By keeping his voice down and his judgments out of this first novel, Author Davis. 29. enlists full sympathy for his victim. Though the jacket claims that his book is a blast at "contemporary Ameri can society," it is really a timeless story about two kinds of brutality: that of the criminal who hurts by not caring for the feelings of his victim, and that of the victim's loved ones who hurt even more by not caring enough.
NABOKOV'S DOZEN, by Vladimir Nabokov (214 pp.; Doubleday; $3.50), follows Lolita, the cannon shot heard round the literary world (TIME, Sept. 1), and by comparison crackles sporadically like sniper fire. But since Nabokov is an accomplished literary marksman, these short stories are on target, and several are bull's-eyes. The targets are strikingly varied: a pair of Siamese twins, each of whom must be his brother's keeper; a frustrated lepidopterist; a White Russian general playing triple agent in the Paris of the '205. The unifying theme, if there is one, is that of the heart's exile from the far country of its desires, a logical reflection of the physical exile of longtime Russian Emigre Nabokov. The uprooted, he seems to say. are more vulnerable than the rootless, for they are the victims of their memories.

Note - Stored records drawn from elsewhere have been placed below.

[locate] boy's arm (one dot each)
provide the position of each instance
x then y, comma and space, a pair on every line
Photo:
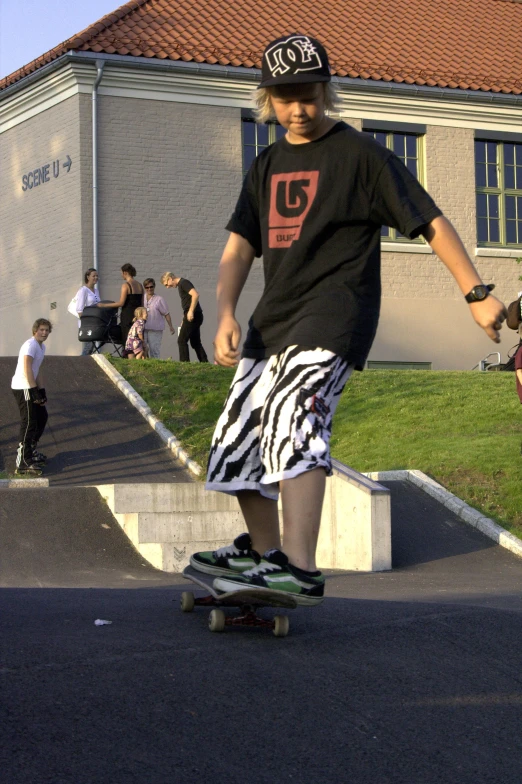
28, 370
233, 271
194, 296
446, 243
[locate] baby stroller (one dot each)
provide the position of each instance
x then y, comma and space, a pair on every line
100, 326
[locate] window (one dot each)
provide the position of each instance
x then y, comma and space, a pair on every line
257, 137
498, 177
407, 144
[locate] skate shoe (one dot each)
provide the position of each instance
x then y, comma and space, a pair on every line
29, 470
230, 560
275, 573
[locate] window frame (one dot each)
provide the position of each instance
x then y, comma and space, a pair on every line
247, 116
411, 129
499, 139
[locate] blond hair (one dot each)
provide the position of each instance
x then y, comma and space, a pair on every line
140, 313
167, 276
264, 111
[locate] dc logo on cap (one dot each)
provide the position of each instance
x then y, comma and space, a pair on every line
296, 54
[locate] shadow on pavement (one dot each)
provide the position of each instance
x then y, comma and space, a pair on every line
362, 691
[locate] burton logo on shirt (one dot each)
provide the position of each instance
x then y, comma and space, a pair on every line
291, 196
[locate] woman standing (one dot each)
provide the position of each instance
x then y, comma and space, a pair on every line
131, 297
157, 314
86, 297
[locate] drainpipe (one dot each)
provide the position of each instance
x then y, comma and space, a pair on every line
99, 65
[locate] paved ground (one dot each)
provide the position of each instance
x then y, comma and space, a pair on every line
408, 676
94, 434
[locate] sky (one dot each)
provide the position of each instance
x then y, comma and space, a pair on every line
29, 28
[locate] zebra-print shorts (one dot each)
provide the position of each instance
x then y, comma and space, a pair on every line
277, 420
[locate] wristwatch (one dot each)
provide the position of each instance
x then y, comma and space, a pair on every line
478, 293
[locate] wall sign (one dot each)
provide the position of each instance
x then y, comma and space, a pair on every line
43, 174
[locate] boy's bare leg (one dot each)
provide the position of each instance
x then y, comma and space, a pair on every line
302, 499
262, 519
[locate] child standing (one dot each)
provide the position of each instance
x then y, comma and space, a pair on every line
135, 347
312, 205
29, 392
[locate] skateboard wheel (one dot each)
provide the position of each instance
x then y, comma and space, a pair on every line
216, 621
187, 601
281, 625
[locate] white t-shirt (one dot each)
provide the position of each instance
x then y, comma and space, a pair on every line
85, 298
31, 348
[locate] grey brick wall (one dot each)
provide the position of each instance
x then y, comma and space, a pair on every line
170, 174
40, 228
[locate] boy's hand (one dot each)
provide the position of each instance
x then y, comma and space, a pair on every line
226, 342
489, 314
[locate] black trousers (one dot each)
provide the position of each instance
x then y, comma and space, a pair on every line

In Signs and Symbols, a boy is exiled from his sanity while his parents wait helplessly for the telephone call from the sanitarium that will tell them that one of his recurrent suicide attempts has succeeded. "That in Aleppo Once . . ." tells of a Russian emigre torn from the girl he married "a few weeks before the gentle Germans roared into Paris.'' One story. First Love--"true in every detail to the author's remembered life"--links Nabokov to an episode in the life of the notorious Humbert Humbert, Lolita's nymphet-chasing hero. In the story, the narrator is smitten by a cute little nymphetease on the beach at Biarritz--but it is only a poignant little saga of puppy love quickly brought to an end by the boy's tutor. Nabokov's Dozen lacks Lolita's pun-prone pyrotechnics. But it shares with it Nabokov's fascinating gift for translating the machine-tooled commonplaces of U.S. life into a surreal landscape of fantasy, a kind of Poe-like, gadget-haunted region of Weir. Thus a soda-fountain stool violently revolves into a "tall mushroom," a newly screwed-in electric bulb lights up with "the hideous instancy of a dragon's egg hatching in one's bare hand." It is the strength of Nabokov's imagination that makes the characters in these stories live. It is the weakness of his characters that they can live only in their imaginations.